One shot. A soft hiss of air. He’s down, a hole in his forehead and a splatter of blood over the wall. It’s messy. This is why I prefer the knife. I rush in to grasp his body before he can hit the ground. I jab the blade up into his skull from beneath his jaw anyhow, making sure it’s done as I lower him down to the floor gently.

Then I listen at the doors.

One room is empty, the other I hear two people inside. Sounds of moans, sex. They’ll be distracted, making the kills even easier.

I head inside casually, the door opening to show them at the bed. One with his pants around his ankles, the other man on his knees. No sign of the woman.

I fire a shot and that ends the man’s pleasure, but just as the other man realizes he’s now fellating a corpse I end him too. It worked well; neither got to cry out in the brief span it took me to kill them. Small favors.

I only have moments to get the rest of the job done. A bullet to the head is no absolute guarantee, people have lived through stranger things, and I make sure they’re dead with my dagger once again before heading back out.

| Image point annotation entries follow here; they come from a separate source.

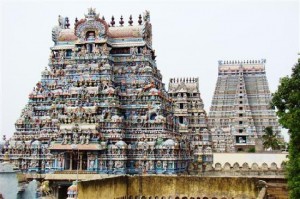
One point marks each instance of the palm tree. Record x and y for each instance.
(270, 139)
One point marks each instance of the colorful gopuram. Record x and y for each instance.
(101, 105)
(189, 113)
(240, 108)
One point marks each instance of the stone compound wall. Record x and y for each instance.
(114, 187)
(175, 187)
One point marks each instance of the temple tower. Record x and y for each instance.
(240, 107)
(191, 118)
(100, 106)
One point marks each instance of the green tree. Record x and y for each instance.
(287, 101)
(270, 139)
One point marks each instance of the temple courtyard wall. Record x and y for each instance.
(175, 187)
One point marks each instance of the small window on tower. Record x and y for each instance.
(181, 119)
(181, 105)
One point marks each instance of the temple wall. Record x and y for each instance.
(249, 158)
(114, 187)
(169, 186)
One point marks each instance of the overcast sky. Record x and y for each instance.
(189, 38)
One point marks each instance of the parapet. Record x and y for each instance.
(244, 65)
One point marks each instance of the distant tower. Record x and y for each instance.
(191, 117)
(240, 107)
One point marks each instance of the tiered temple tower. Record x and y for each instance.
(192, 119)
(240, 107)
(101, 106)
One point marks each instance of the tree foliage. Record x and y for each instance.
(270, 139)
(287, 101)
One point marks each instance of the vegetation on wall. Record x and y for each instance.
(287, 102)
(270, 139)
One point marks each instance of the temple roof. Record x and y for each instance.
(80, 147)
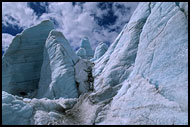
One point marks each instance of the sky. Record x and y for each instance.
(99, 21)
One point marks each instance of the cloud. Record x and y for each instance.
(6, 40)
(18, 13)
(74, 20)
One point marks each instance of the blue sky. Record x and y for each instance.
(99, 21)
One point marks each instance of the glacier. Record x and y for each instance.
(140, 79)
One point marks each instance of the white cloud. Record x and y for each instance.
(75, 22)
(23, 15)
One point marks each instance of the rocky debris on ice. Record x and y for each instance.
(86, 45)
(81, 52)
(25, 111)
(100, 50)
(14, 110)
(22, 61)
(139, 103)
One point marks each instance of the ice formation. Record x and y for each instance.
(141, 79)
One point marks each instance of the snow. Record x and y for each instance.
(57, 73)
(82, 53)
(22, 61)
(86, 45)
(100, 50)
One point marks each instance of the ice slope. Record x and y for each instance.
(155, 88)
(22, 61)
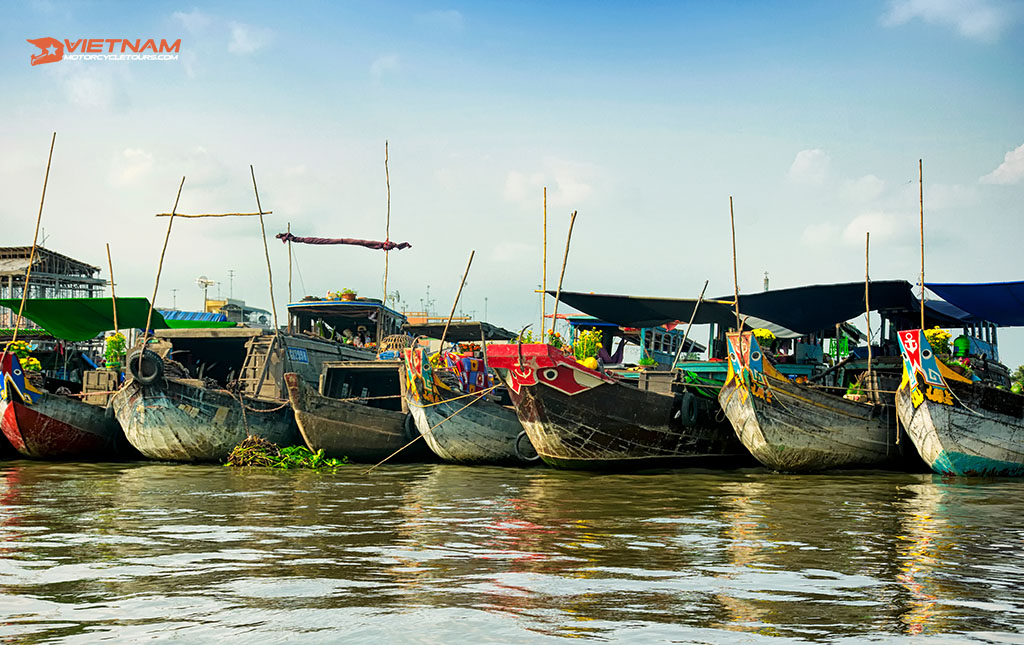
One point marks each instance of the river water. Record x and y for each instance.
(440, 553)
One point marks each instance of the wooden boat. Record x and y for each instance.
(793, 427)
(45, 425)
(583, 419)
(958, 426)
(459, 426)
(183, 420)
(42, 425)
(224, 384)
(350, 418)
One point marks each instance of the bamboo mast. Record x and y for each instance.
(457, 296)
(558, 294)
(867, 304)
(289, 273)
(35, 239)
(387, 238)
(160, 266)
(693, 314)
(921, 194)
(266, 252)
(544, 268)
(114, 297)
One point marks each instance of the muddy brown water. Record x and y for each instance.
(440, 553)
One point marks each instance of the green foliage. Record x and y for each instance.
(254, 452)
(939, 339)
(116, 347)
(587, 344)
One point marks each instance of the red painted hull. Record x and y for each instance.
(58, 428)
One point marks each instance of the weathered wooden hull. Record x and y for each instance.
(482, 433)
(964, 438)
(803, 430)
(59, 428)
(349, 429)
(173, 420)
(616, 427)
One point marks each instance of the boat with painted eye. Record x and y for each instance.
(65, 424)
(966, 423)
(450, 401)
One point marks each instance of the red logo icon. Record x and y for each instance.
(52, 50)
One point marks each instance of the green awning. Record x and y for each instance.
(82, 318)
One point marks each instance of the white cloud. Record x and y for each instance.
(247, 39)
(512, 252)
(862, 189)
(884, 226)
(448, 19)
(569, 184)
(983, 20)
(522, 187)
(387, 62)
(130, 166)
(819, 234)
(1010, 171)
(810, 166)
(194, 22)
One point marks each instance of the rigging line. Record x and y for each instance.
(298, 269)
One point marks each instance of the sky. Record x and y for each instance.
(644, 118)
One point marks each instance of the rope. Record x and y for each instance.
(422, 434)
(455, 398)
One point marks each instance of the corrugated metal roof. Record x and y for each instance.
(174, 314)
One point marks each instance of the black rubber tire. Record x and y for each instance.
(519, 453)
(688, 410)
(145, 366)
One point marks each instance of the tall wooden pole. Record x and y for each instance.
(387, 238)
(266, 252)
(114, 296)
(160, 265)
(689, 326)
(921, 190)
(289, 274)
(35, 239)
(544, 267)
(558, 293)
(867, 304)
(457, 296)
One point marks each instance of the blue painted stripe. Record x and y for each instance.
(950, 463)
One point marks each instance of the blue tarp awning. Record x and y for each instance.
(1001, 303)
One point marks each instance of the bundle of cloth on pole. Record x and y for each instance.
(387, 245)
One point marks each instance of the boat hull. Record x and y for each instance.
(458, 428)
(580, 419)
(59, 428)
(958, 427)
(794, 428)
(175, 420)
(346, 429)
(482, 433)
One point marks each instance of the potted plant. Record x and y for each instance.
(116, 346)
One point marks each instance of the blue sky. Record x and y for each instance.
(644, 118)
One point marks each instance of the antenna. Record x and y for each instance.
(204, 283)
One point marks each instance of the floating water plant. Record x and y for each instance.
(255, 452)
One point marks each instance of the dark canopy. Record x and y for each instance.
(463, 332)
(1001, 303)
(82, 318)
(800, 309)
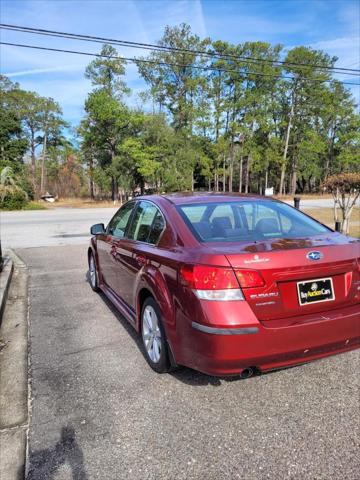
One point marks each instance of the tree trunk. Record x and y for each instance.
(231, 166)
(294, 177)
(224, 175)
(113, 189)
(240, 173)
(42, 183)
(91, 177)
(247, 174)
(287, 138)
(33, 160)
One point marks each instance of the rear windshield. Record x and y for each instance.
(247, 221)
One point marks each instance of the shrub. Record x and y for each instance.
(12, 197)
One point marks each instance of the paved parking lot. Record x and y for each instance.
(99, 412)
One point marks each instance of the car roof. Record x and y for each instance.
(182, 198)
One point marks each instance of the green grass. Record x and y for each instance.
(35, 206)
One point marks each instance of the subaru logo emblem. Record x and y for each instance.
(314, 255)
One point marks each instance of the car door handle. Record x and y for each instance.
(140, 259)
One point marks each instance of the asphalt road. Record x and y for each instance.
(99, 412)
(69, 226)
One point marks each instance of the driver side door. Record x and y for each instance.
(107, 243)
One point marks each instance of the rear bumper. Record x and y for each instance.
(214, 352)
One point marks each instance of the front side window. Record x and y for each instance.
(148, 223)
(119, 222)
(248, 221)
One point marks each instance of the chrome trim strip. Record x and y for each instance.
(225, 331)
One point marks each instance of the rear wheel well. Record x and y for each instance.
(143, 295)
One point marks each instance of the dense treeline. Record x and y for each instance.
(219, 121)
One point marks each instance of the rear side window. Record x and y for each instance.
(248, 221)
(148, 223)
(119, 222)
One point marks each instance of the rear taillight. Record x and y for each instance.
(203, 277)
(249, 278)
(211, 283)
(219, 283)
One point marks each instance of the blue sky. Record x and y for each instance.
(331, 25)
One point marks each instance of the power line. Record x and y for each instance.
(138, 60)
(149, 46)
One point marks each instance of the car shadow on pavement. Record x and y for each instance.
(44, 464)
(198, 379)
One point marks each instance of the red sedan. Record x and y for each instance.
(228, 284)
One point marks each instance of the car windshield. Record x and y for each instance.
(247, 221)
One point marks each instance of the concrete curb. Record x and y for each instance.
(14, 365)
(5, 279)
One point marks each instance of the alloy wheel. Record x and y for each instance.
(151, 334)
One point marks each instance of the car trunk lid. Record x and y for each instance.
(297, 284)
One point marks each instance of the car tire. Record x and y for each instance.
(154, 337)
(93, 274)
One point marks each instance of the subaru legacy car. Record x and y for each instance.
(228, 284)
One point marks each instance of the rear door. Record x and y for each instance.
(132, 252)
(107, 244)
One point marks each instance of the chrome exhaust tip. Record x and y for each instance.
(247, 373)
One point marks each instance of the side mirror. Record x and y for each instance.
(97, 229)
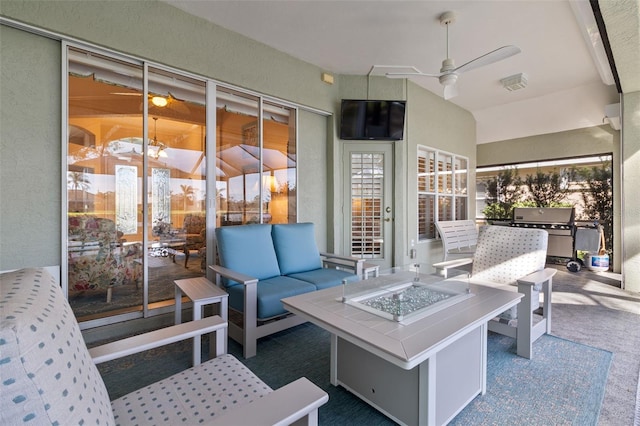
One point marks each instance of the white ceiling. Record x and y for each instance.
(565, 90)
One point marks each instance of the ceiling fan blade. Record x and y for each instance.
(412, 74)
(499, 54)
(450, 91)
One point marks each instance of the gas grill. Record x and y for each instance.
(559, 222)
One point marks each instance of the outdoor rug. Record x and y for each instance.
(562, 385)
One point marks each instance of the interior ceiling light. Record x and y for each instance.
(159, 101)
(156, 149)
(515, 82)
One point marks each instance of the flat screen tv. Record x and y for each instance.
(372, 120)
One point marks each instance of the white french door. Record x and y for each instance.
(368, 202)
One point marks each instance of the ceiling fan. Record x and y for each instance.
(448, 75)
(158, 102)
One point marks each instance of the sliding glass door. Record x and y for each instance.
(136, 199)
(137, 177)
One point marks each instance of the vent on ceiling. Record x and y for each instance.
(515, 82)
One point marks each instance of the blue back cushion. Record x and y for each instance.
(296, 249)
(248, 249)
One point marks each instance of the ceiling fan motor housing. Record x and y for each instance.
(448, 77)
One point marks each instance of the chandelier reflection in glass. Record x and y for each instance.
(156, 149)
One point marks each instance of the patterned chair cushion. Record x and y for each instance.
(179, 399)
(505, 254)
(47, 375)
(98, 257)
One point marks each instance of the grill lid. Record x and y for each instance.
(544, 215)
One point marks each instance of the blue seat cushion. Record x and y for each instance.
(325, 277)
(270, 292)
(247, 249)
(295, 246)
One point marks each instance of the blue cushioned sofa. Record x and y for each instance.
(261, 264)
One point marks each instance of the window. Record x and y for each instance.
(442, 189)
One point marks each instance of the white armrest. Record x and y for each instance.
(349, 262)
(443, 267)
(156, 338)
(536, 279)
(233, 275)
(283, 406)
(455, 263)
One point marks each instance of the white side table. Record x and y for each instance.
(370, 269)
(202, 292)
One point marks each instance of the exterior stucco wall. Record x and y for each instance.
(631, 200)
(30, 185)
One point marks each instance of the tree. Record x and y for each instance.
(545, 189)
(597, 195)
(503, 191)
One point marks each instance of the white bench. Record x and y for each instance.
(50, 377)
(459, 239)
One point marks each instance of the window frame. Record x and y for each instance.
(429, 188)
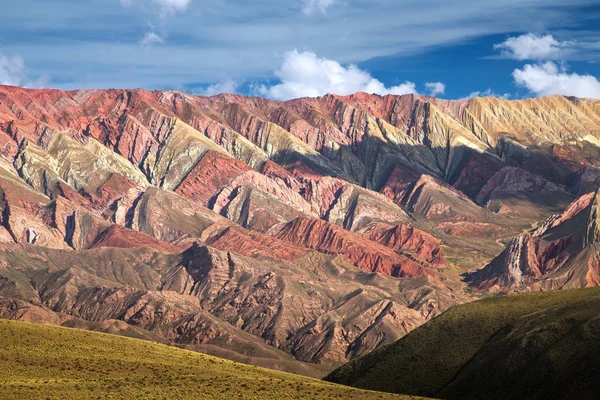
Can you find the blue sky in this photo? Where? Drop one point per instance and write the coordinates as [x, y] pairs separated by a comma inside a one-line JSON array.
[[289, 48]]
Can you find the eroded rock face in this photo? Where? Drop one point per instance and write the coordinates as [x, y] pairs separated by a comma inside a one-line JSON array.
[[239, 220], [318, 308], [561, 253], [365, 254]]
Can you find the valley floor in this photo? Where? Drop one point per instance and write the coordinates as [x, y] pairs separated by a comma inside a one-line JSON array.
[[41, 361]]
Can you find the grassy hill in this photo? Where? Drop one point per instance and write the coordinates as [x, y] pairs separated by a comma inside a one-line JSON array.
[[537, 346], [49, 362]]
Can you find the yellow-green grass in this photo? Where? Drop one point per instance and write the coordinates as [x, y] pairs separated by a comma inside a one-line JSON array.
[[48, 362], [532, 346]]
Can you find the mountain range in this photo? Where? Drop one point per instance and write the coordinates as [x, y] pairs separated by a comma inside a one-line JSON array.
[[294, 235]]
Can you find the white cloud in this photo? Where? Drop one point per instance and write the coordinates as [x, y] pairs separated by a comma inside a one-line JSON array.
[[166, 6], [306, 75], [435, 88], [166, 10], [151, 38], [12, 70], [486, 93], [313, 6], [13, 73], [549, 79], [534, 47], [229, 86]]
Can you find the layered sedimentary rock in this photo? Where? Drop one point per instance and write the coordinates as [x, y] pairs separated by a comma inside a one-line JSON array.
[[564, 252], [272, 225]]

Nothing short of absolute success is acceptable to my employer. Nobody survives. That was the terms of our contract. The stakes are too high for anything but.

But as I’m exiting the room a guard arrives just in time to see the mess of his comrade, splattered over the wall. That’s why I hate guns. So messy. I can generally control the spurt of blood from my dagger, until I’m done positioning the corpse.

Everything would go to hell here and now, if I wasn’t so well practiced at death. This is my life. I live it, breathe it. It’s what I’m good at. Before he can utter a word, my hand is at his mouth, grasping tightly. He’s reaching for the gun at his belt, but I stop him, grasping his hand.

The conundrum is that while I stopped him from sending warning to his fellow guards and getting his weapon, my two hands are now tied up as well.

He glares at me, a death stare. If looks could kill he’d be as good an assassin as I am.

I let him push me back though, and we’re backpedaling into the gory murder scene of the bedroom. This guy’s good. He’s not distracted by the scene at all as I hoped he would be. Maybe he’s born into death too. I have to up my game.

I head-butt him, and blood gushes from his nose. It’s enough to set him off balance, so I twist around, get behind him, and then force him to the floor. My two hands are still occupied, and I can’t risk letting him speak or get his gun, so I make use of other limbs.

My legs get in around his neck, and I clench my thighs about him. I twist, using my hand at his mouth and my two legs to wrench his head back, suffocating him, straining that neck until at last… I hear it. The crack of bone.

His arms go limp, but he’s not dead. There’s still movement in his eyes. I’ve just crippled him, severed his spine. I end his misery with an insertion at the back of his head, beneath his skull.